After four years I’m bringing back my site specific solo performance, Cabin Fever.
When covid arrived just at the end of my 2020 season at Adelaide Fringe, I thought I would never again be able to perform this very intimate exchange for eight bodies (plus mine) inside a cosy 1979 Windsor caravan. But now that we are back out there in each other’s personal space again, and after a hard couple of years on the family health front, I knew it was time. I have performed Cabin Fever at three festivals in a cabin and two vintage caravans respectively, getting up close and personal with around 250 individuals over 50 shows. That means there are still plenty of people who haven’t experienced it yet, but also, as a structured improvisation, every performance is unique, interacting with the specific individuals and what arises.

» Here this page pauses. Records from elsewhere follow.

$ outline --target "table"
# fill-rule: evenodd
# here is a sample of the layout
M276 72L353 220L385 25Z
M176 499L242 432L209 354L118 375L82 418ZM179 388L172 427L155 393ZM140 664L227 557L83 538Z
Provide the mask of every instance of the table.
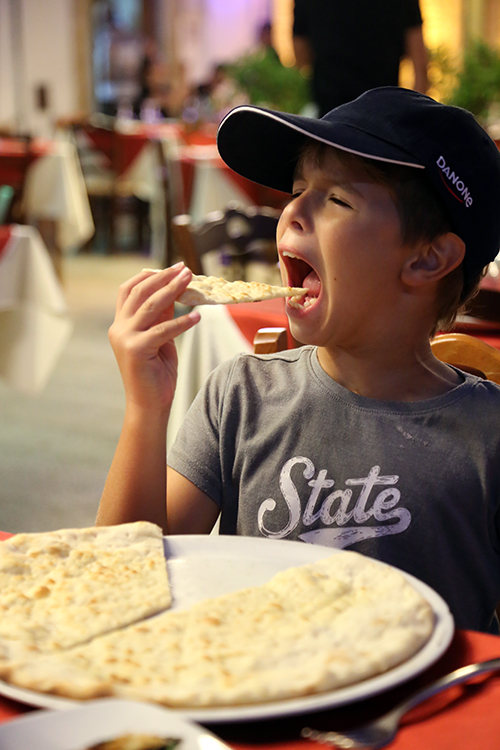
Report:
M42 391L73 323L39 232L0 227L0 377L34 395Z
M15 144L14 144L15 146ZM24 145L26 148L26 145ZM78 250L94 233L94 223L75 146L35 139L26 171L24 204L28 218L55 224L57 251ZM12 142L0 140L0 183L9 182Z
M0 532L0 539L10 534ZM389 710L418 687L460 666L500 656L500 637L457 631L444 655L423 674L379 696L300 716L263 721L210 724L208 728L234 750L306 750L314 747L300 738L303 726L346 729ZM500 675L477 678L417 706L405 717L391 745L394 750L498 750L500 735ZM0 724L21 718L33 707L0 697ZM1 735L0 735L1 739ZM316 744L316 747L320 747Z
M158 143L169 168L173 215L188 213L196 223L232 201L244 206L282 206L288 200L285 193L233 172L219 156L214 126L189 131L178 121L118 120L114 131L104 132L103 140L95 134L92 139L116 168L117 191L150 204L151 255L160 264L165 248L166 196Z

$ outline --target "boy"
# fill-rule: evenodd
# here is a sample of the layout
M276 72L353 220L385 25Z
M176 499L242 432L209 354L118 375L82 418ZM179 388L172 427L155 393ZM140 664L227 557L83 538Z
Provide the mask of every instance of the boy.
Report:
M304 344L225 363L169 456L174 319L191 274L120 288L110 339L127 406L98 523L349 547L424 580L460 628L500 599L500 389L433 357L429 338L500 245L500 156L474 118L374 89L321 120L239 107L224 160L291 192L277 239ZM168 524L167 524L168 508Z

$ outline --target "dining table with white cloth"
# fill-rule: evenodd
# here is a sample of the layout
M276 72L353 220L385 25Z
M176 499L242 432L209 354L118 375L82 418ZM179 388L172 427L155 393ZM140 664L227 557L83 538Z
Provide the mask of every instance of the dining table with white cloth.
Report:
M0 378L17 391L40 393L72 330L63 289L38 230L0 227Z
M63 254L79 250L94 234L80 162L75 146L68 141L50 141L30 165L24 202L29 218L55 222L57 245Z
M179 360L177 388L167 430L167 451L200 388L222 362L253 352L260 328L289 329L284 299L243 302L235 305L201 305L201 319L176 338ZM178 312L187 312L179 308ZM292 346L292 341L289 341Z
M150 204L153 259L161 261L164 257L166 231L165 184L158 143L169 172L173 215L187 213L196 224L207 214L224 210L229 203L274 205L284 200L284 194L266 191L237 175L222 161L214 128L190 132L177 121L152 124L119 120L115 132L123 157L119 191Z

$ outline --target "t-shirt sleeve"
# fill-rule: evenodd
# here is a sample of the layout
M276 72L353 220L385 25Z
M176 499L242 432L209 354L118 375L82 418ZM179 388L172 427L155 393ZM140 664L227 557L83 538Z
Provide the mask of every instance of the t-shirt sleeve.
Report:
M422 25L422 13L419 0L404 0L403 2L403 28L411 29Z
M233 360L224 362L208 377L177 433L167 464L222 504L220 420L226 384Z
M295 0L293 9L293 36L309 36L305 2Z

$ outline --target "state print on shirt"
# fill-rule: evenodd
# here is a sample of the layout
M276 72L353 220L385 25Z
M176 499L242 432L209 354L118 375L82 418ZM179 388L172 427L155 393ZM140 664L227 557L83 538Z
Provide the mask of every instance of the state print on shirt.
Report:
M301 498L292 478L294 467L302 466L302 476L311 487L307 501ZM304 456L289 459L280 472L281 497L264 500L258 509L260 533L271 539L284 539L301 522L303 526L312 526L319 520L324 524L322 528L306 531L298 538L341 549L364 539L401 534L411 523L411 513L398 505L401 493L395 485L399 476L384 476L380 471L380 466L373 466L367 476L346 479L344 489L333 489L335 481L327 478L326 469L317 471L313 462ZM359 493L356 493L357 488ZM325 496L324 490L329 489L333 491ZM271 530L268 521L278 503L285 504L288 520L281 529ZM377 524L365 525L372 518Z

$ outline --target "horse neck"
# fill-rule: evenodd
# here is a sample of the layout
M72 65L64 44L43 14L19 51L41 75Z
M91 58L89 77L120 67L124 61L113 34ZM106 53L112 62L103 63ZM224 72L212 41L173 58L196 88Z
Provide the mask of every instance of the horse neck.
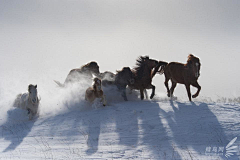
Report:
M136 72L135 72L135 75L138 77L138 78L142 78L143 75L145 78L147 77L151 77L151 72L152 72L152 69L149 68L148 66L141 66Z
M94 90L94 92L99 92L99 91L101 91L101 90L98 90L98 87L97 87L97 85L93 85L93 90Z
M115 82L120 82L122 78L124 78L122 72L118 72L115 76Z
M37 105L38 103L39 103L39 99L38 99L38 97L37 97L37 99L36 99L36 103L34 104L34 103L32 103L32 101L31 101L31 98L30 98L30 94L28 93L28 104L31 104L31 105L33 105L33 106L35 106L35 105Z
M98 89L94 89L94 95L96 96L96 97L98 97L98 96L101 96L101 93L102 93L102 90L98 90Z
M184 64L184 66L187 68L187 70L190 72L190 75L191 76L193 76L194 78L196 78L195 77L195 72L193 71L193 67L191 66L191 64L189 64L189 63L186 63L186 64ZM197 78L196 78L197 79Z
M149 67L144 67L143 69L144 77L145 78L150 78L151 79L151 74L152 74L152 68Z

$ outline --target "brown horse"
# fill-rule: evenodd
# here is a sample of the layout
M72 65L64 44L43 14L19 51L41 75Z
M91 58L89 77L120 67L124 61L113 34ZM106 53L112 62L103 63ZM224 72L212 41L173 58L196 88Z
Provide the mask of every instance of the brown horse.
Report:
M96 98L101 98L103 106L106 106L106 98L102 90L102 82L99 78L94 78L92 87L89 87L85 92L85 100L93 103Z
M129 84L130 89L140 90L141 100L144 99L144 90L152 89L150 99L155 95L155 86L152 85L152 69L158 65L158 61L149 59L148 56L140 56L137 59L136 67L132 70L134 75L134 83Z
M199 95L201 90L201 86L198 84L197 80L200 76L200 67L201 63L199 58L190 54L188 56L188 60L186 64L177 63L177 62L162 62L159 61L158 67L153 71L152 76L154 76L157 72L160 74L164 73L165 75L165 86L167 88L168 97L173 96L173 92L177 83L184 84L187 89L189 101L192 101L191 98L196 98ZM160 70L159 70L160 68ZM169 89L168 81L171 79L172 87ZM190 85L196 87L198 90L196 94L191 97Z
M84 79L91 79L93 78L93 75L98 76L99 75L99 66L97 62L89 62L85 65L83 65L80 68L72 69L64 82L64 84L61 84L58 81L55 81L60 87L64 87L68 83L77 82L80 81L82 78Z

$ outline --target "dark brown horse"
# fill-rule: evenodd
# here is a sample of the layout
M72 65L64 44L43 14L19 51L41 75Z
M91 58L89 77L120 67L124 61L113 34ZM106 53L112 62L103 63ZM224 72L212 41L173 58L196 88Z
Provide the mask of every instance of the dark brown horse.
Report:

Over its 30 minute duration, themes of isolation, mortality, and social disconnection are playfully teased out through a visceral engagement with the living, breathing body. This woman is in search of a community that she can touch—harking back to the ancient connections of ritual, risk, and dancing up our ancestors—illuminated by the flourescent hues of the mid 1970’s. Cabin Fever involves dance improvisation, video projection, poetic text and physical theatre. Suitable for audiences over 15 years, or with parental guidance under 15.
Cabin Fever 2024 returned to the Windsor caravan in Henley Square from Wednesday 21 – Sunday 25 February, and, for the third time, won a Fringe weekly award for Best Dance.